Maximum Possible Edge Disjoint Spanning Tree From a Complete Graph

Give a complete graph with N-vertices. The task is to find out the maximum number of edge-disjoint spanning tree possible.
Edge-disjoint Spanning Tree is a spanning tree where no two trees in the set have an edge in common.

Examples: 

Input : N = 4
Output : 2

Input : N = 5
Output : 2 

The maximum number of possible Edge-Disjoint Spanning tree from a complete graph with N vertices can be given as, 

Max Edge-disjoint spanning tree = floor(N / 2)

Let's look at some examples:

Example 1:

Complete graph with 4 vertices

All possible Edge-disjoint spanning trees for the above graph are: 

Example 2: 

Complete graph with 5 vertices

All possible Edge-disjoint spanning trees for the above graph are: 

Implementation: Below is the program to find the maximum number of edge-disjoint spanning trees possible. 

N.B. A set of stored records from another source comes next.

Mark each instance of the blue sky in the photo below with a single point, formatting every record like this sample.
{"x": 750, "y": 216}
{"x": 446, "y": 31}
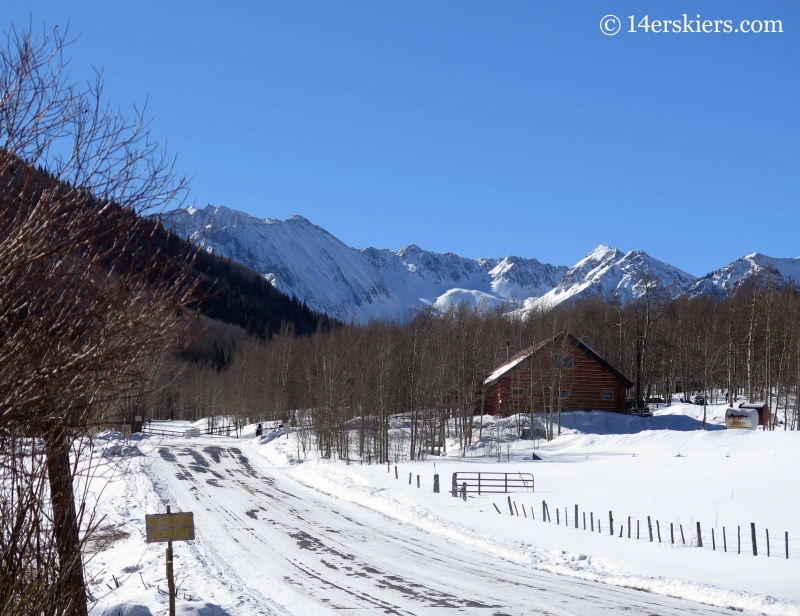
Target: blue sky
{"x": 484, "y": 128}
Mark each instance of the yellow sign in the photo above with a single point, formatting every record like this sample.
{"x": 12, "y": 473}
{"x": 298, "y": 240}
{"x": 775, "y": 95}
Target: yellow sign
{"x": 163, "y": 527}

// C++ program to find the maximum number of 
// Edge-Disjoint Spanning tree possible

#include <bits/stdc++.h>
using namespace std;

// Function to calculate max number of 
// Edge-Disjoint Spanning tree possible
float edgeDisjoint(int n)
{
    float result = 0;

    result = floor(n / 2);

    return result;
}

// Driver code
int main()
{
    int n = 4;

    cout << edgeDisjoint(n);

    return 0;
}

// Java program to find the maximum  
// number of Edge-Disjoint Spanning
// tree possible 
import java.io.*;

class GFG
{
    
// Function to calculate max number 
// of Edge-Disjoint Spanning tree
// possible 
static double edgeDisjoint(int n) 
{ 
    double result = 0; 

    result = Math.floor(n / 2); 

    return result; 
} 

// Driver Code
public static void main(String[] args)
{
    int n = 4; 
    System.out.println((int)edgeDisjoint(n));
}
}

// This code is contributed
// by Naman_Garg

# Python 3 to find the maximum 
# number of Edge-Disjoint 
# Spanning tree possible 
import math

# Function to calculate max 
# number of Edge-Disjoint 
# Spanning tree possible 
def edgeDisjoint(n):

    result = 0

    result = math.floor(n / 2) 

    return result 

# Driver Code
if __name__ == "__main__" : 

    n = 4

    print(int(edgeDisjoint(n)))

# This Code is contributed
# by Naman_Garg

// C# program to find the maximum number of 
// Edge-Disjoint Spanning tree possible 
using System; 

class GFG 
{ 

// Function to calculate max number of 
// Edge-Disjoint Spanning tree possible 
static double edgeDisjoint(double n) 
{ 
    double result = 0; 

    result = Math.Floor(n / 2); 

    return result; 
} 

// Driver Code 
public static void Main() 
{ 
    int n = 4;

    Console.Write(edgeDisjoint(n)); 
} 
} 

// This code is contributed 
// by Sanjit_Prasad 

<?php
// PHP program to find the maximum 
// number of Edge-Disjoint Spanning
// tree possible

// Function to calculate max number of 
// Edge-Disjoint Spanning tree possible
function edgeDisjoint($n)
{
    $result = 0;

    $result = floor($n / 2);

    return $result;
}

// Driver code
$n = 4;

echo edgeDisjoint($n);

// This code is contributed
// by Ankita Saini
?>

<script>

// Javascript program to find the maximum number of
// Edge-Disjoint Spanning tree possible

// Function to calculate max number of
// Edge-Disjoint Spanning tree possible
function edgeDisjoint(n)
{
    var result = 0;

    result = Math.floor(n / 2);

    return result;
}

// Driver code
var n = 4;
document.write( edgeDisjoint(n));

</script>

2

Time Complexity: O(1)
Auxiliary Space: O(1)